Business buyer can’t enforce noncompete against sellers’ son
Each state has its own rules about the enforceability of employee noncompetition agreements. Employers must draft their covenants in compliance with the rules or risk getting an agreement that’s unenforceable under state law. A Wisconsin business buyer recently learned that lesson the hard way when it tried, and failed, to enforce a noncompliant noncompete agreement against a former key employee.
Facts
Auto-Chlor manufactures, rents, and sells sanitizing and washing equipment, chemical dispensers, linen washing chemicals, and other materials for sanitizing and washing eating utensils and cleaning linen. In mid-2016, it purchased a competing business named B&E Services, which was then owned by Brian and Elizabeth Ehlert. The sellers’ son, Doug Ehlert, was a key employee of their company.

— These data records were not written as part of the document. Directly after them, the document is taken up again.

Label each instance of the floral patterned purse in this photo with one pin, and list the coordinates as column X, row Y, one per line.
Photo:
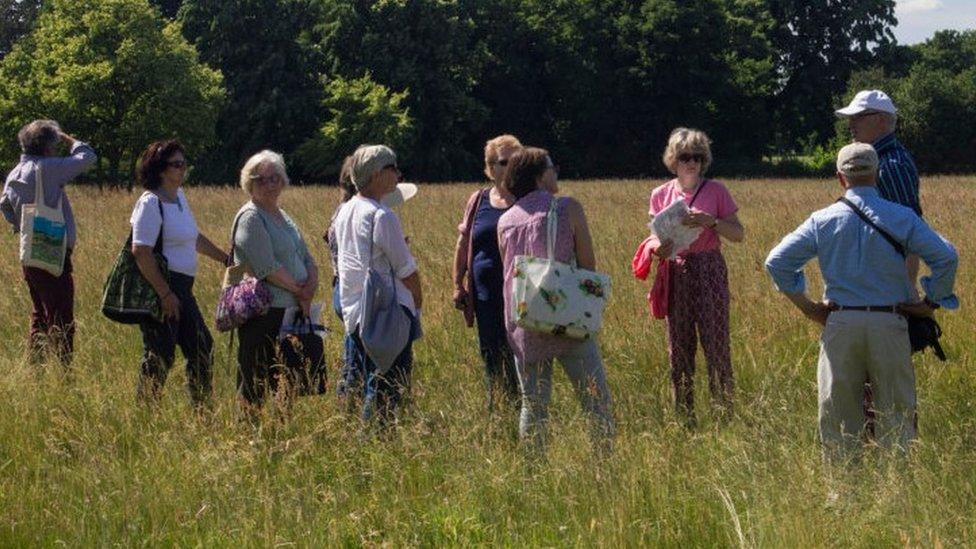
column 242, row 297
column 557, row 298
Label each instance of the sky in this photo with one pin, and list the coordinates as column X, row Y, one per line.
column 919, row 19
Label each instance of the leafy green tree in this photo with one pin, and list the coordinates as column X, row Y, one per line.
column 114, row 72
column 936, row 101
column 16, row 18
column 359, row 111
column 819, row 43
column 270, row 74
column 427, row 48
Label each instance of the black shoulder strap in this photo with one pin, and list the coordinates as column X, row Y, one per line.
column 891, row 240
column 700, row 187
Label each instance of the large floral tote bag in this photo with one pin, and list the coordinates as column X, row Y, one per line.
column 557, row 298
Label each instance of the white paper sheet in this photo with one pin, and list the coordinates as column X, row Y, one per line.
column 667, row 225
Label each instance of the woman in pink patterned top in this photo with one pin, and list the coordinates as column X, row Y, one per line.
column 531, row 179
column 698, row 306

On the same day Auto-Chlor and the sellers executed an asset purchase agreement for the sale of the business, they signed a separate noncompete. Among other things, the agreement stated the sellers’ son was required to sign the noncompete as a condition for the buyer to enter into the asset purchase agreement and as a condition for his subsequent employment with the new business.
The noncompete agreement restricted the son from competing against Auto-Chlor for a period of five years after the asset sale was completed. He started working for the new owner shortly after the sale transaction but promptly ended his employment in December 2016.